Porque seamos claros: un capo no es un héroe. Es un asesino. Es alguien que destruye familias, que corrompe instituciones y que convierte pueblos enteros en cementerios. Y sin embargo, ahí está su rostro estampado en camisetas, su nombre en canciones que millones cantan como si fueran himnos, su vida recreada en plataformas que lo presentan como un antihéroe carismático.
Lo que preocupa no es que existan esas canciones o esas series; lo preocupante es que millones las consumen sin cuestionar, y que incluso las autoridades hacen como que no pasa nada.
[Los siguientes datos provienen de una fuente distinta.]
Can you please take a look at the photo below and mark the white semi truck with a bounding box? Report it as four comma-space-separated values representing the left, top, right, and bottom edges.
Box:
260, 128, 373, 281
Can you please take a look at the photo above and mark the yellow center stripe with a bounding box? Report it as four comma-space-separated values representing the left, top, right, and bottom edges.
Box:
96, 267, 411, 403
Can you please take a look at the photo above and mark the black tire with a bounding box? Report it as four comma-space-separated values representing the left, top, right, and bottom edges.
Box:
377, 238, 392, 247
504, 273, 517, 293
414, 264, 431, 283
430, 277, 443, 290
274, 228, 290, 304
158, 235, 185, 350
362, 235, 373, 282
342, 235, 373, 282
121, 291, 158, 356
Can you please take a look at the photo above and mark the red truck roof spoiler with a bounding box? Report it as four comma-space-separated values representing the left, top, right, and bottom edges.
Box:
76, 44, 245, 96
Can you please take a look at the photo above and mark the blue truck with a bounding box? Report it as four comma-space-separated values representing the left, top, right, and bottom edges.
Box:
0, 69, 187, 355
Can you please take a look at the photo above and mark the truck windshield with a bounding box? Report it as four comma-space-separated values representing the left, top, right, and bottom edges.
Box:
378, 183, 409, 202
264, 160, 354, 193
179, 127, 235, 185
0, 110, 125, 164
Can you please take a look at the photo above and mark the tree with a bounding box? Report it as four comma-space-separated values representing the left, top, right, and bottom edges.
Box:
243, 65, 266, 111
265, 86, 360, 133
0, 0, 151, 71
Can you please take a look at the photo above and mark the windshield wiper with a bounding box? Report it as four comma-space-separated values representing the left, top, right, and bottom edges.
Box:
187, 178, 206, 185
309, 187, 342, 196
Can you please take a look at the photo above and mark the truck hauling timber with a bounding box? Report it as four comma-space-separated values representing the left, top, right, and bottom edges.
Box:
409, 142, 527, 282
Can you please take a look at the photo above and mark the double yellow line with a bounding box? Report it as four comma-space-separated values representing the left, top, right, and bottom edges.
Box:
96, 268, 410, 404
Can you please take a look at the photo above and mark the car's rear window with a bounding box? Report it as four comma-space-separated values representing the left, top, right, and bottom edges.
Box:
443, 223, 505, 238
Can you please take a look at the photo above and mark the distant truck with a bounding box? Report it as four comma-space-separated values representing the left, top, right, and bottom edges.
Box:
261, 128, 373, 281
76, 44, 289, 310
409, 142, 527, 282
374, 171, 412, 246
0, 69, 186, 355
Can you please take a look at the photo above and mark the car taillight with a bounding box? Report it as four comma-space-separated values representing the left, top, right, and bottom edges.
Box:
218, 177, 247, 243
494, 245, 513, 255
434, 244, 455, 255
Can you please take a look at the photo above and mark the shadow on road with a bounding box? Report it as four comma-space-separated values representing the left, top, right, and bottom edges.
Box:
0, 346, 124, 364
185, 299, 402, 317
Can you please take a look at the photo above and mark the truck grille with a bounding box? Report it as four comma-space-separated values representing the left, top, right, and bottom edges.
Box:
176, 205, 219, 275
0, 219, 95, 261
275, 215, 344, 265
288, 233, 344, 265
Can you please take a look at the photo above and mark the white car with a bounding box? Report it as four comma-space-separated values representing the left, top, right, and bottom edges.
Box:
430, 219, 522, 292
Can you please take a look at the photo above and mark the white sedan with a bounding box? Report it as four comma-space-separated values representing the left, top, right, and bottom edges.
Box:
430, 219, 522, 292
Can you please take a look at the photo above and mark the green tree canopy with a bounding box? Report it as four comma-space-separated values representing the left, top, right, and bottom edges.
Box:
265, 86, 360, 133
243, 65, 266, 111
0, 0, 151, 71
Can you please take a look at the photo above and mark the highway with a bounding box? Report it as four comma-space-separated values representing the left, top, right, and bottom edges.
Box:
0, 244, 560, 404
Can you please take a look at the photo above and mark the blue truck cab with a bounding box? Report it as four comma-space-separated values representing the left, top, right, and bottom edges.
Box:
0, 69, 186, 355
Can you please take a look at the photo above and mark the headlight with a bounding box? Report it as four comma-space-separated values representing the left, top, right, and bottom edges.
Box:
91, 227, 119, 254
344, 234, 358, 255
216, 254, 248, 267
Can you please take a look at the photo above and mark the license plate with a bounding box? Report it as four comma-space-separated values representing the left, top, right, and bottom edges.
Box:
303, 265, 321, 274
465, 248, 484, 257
La narcocultura avanza a pasos agigantados porque ha logrado infiltrarse en lo cotidiano: en la música que suena en las fiestas, en el lenguaje de los adolescentes, en la moda, en el imaginario colectivo. Y mientras tanto, la cultura de la legalidad se diluye.
¿Y dónde está el Estado? Como siempre: de espectador. Ni regula, ni combate, ni ofrece alternativas reales. El gobierno presume programas sociales, pero no evita que miles de jóvenes sueñen con ser los próximos “jefes de plaza”. La política cultural es un adorno, un discurso hueco en foros y conferencias, pero incapaz de contrarrestar la maquinaria del entretenimiento narco que todo lo devora.
El narco no solo se apoderó de territorios y carreteras; también se apoderó del alma de una generación. Esa es la conquista más peligrosa.
Y ojo: esta narcocultura no solo se consume en México. Es exportada, aplaudida y monetizada fuera del país. Se vende como un producto cultural, como si fuera nuestra identidad. Nos reducen a narcos y violencia, y tristemente, nosotros mismos lo permitimos porque lo consumimos, lo cantamos y lo celebramos.
Nos hace creer que lo anormal es normal. Y lo peor: convierte en espectáculo el sufrimiento de miles de víctimas, que jamás tendrán corridos ni series porque ellos no son el negocio, son solo los más cadáveres.